UNIVERSITAS NEOLIBERALISTIK

Oleh
Anwari WMK

Di lingkungan Universitas Gadjah Mada (UGM) muncul nomenklatur berkenaan dengan tanggung jawab finansial kalangan mahasiswa baru. Nomenklatur dimaksud adalah "Sumbangan Pengembangan Potensi Akademik". Dengan nomenklatur semacam ini seakan muncul hal positif. Bahwa setiap mahasiswa diperlakukan memiliki potensi akademik. UGM sebagai institusi pendidikan tinggi lalu mengemban tugas mengukuhkan potensi akademik tersebut melaui beragam proses perkuliahan. Sehingga setiap mahasiswa diskenariokan sedemikian rupa tertransformasi menjadi sosok mumpuni sesuai dengan disiplin ilmu yang dipilih. Atas dasar itu, UGM mendapatkan pembayaran dari kalangan mahasiswa baru. Inilah sebuah model pembayaran yang manakala ditilik sepintas lalu tampak elegan.

Tetapi manakala dicermati dengan sungguh-sungguh, UGM sebenarnya tengah merajut suatu model relasi bercorak neoliberalistik. Publik dalam maknanya sebagai mahasiswa baru dikondisikan menjadi tumbal pengorbanan yang tak terelakkan dari terbentuknya relasi berorientasi neoliberalistik. Atas dasar itu pula, UGM pun turut bermetamorfosis menjadi universitas negeri yang komersialistik. Mahasiswa baru ilmu-ilmu sosial, misalnya, dikenakan kewajiban membayar Sumbangan Pengembangan Potensi Akademik sebesar Rp 20.000.000 hingga Rp 50.000.000. Bahkan, Sumbangan Pengembangan Potensi Akademik untuk mahasiswa baru kedokteran, hingga berada pada kisaran Rp 100.000.000 (Tempo Interaktif, 15 Juli 2011).

Memang, dibandingkan Universitas Indonesia (UI) atau Universitas Diponegoro (Undip), UGM tidak terlampau mahal menetapkan Sumbangan Pengembangan Potensi Akademik. Mahasiswa baru Fakultas Kedokteran di UI diharuskan membayar hingga di atas Rp 500.000.000. Sementara, mahasiswa baru kedokteran di Undip membayar hingga Rp 300.000.0000. Dengan demikian, semuanya menetapkan volume pembayaran jauh melampaui ketetapan yang diberlakukan UGM. Tetapi UGM merupakan referensi untuk melihat gradasi atau derajat kemerosotan universitas-universitas negeri ke dalam kubangan neoliberalistik. Jika UGM saja telah terperosok ke dalam kubangan neoliberalistik, apatah lagi universitas negeri terkemuka lainnya.
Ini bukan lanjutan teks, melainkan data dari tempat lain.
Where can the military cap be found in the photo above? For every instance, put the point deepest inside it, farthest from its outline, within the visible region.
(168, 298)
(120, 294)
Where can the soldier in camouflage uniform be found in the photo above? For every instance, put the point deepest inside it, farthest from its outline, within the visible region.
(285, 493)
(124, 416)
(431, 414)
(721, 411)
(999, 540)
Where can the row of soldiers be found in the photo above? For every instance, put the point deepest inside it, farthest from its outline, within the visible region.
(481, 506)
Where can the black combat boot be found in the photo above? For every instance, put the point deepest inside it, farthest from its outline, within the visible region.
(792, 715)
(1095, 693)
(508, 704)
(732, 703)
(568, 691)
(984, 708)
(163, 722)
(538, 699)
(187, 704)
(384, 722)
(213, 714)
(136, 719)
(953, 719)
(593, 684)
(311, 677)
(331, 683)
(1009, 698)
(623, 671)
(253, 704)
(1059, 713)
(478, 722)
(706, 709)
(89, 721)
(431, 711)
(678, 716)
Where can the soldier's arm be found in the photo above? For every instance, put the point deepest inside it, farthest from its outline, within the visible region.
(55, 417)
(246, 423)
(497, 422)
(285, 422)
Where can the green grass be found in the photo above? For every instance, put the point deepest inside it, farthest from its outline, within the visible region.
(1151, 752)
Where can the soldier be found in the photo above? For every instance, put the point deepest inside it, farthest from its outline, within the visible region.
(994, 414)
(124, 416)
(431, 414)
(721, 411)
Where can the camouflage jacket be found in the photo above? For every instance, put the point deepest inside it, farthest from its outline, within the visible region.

Orientasi neoliberalistik yang dimaksudkan dalam tulisan ini berhubungan erat dengan dua dimensi penting, yaitu modal kultural dan modal sosial yang melekat pada totalitas eksistensi universitas-universitas negeri. Modal kultural adalah seluruh potensi intelektual yang inherent ke dalam orang per orang kalangan mahasiswa diri berbagai macam latar belakang. Sedangkankan modal sosial adalah segenap pengalaman universitas negeri dalam hal memperkuat cadangan ilmu. Baik pengembangan modal kultural maupun pengembangan modal sosial mempersyaratkan diberlakukannya pendekatan-pendekatan humanistik yang steril dari desakan-desakan komersialistik. Manifestasi paling kongkret dari pendekatan humanistik itu ialah masyarakat memikul biaya rendah saat mengenyam pendidikan di universitas-universitas negeri.
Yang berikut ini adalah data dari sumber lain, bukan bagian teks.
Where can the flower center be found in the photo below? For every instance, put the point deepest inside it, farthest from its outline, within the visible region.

Orientasi neoliberalistik yang kini bergulir kencang di universitas-universitas negeri memunculkan banyak persoalan.

Pertama, terjadi keruntuhan modal kultural di universitas-universitas negeri oleh tak terakomodasinya anak-anak pandai dari kalangan keluarga miskin. Padahal, anak-anak pandai dari kalangan keluarga miskin telah meninggalkan jejak elan vital kerja keras berkenaan dengan proses penguasaan ilmu. Cadangan ilmu yang makin akumulatif di universitas-universitas negeri selama ini tak dapat dilepaskan dari "arkeologi" kerja keras mahasiswa-mahasiswa miskin dalam pergumulan menguasai ilmu. Jika ternyata semakin berorientasi neoliberalistik, maka universitas-universitas negeri akan kehilangan modal kulturalnya.
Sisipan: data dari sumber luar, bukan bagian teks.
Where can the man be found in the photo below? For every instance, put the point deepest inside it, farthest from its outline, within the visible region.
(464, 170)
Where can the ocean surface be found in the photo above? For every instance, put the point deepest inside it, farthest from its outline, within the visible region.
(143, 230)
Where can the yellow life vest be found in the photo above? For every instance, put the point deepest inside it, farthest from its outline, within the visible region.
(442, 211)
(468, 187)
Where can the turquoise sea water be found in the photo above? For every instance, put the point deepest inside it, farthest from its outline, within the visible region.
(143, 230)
Kedua, orientasi neoliberalistik hanya menjadikan universitas-universitas negeri komersialistik dalam pengertiaannya yang absurd. Sebab, sepenuhnya terobsesi meraih uang dalam jumlah besar dari kalangan mahasiswa berlandaskan model pengerukan profit seperti halnya korporasi-korporasi bisnis. Pada akhirnya, universitas-universitas negeri bergeser menjadi semacam trading house yang mengetalasekan puspa ragam ilmu pengetahuan untuk sekadar diperjual belikan layaknya komoditas. Univetsitas-universitas negeri lalu menjadi supermarket yang memperdagangkan segala macam ilmu.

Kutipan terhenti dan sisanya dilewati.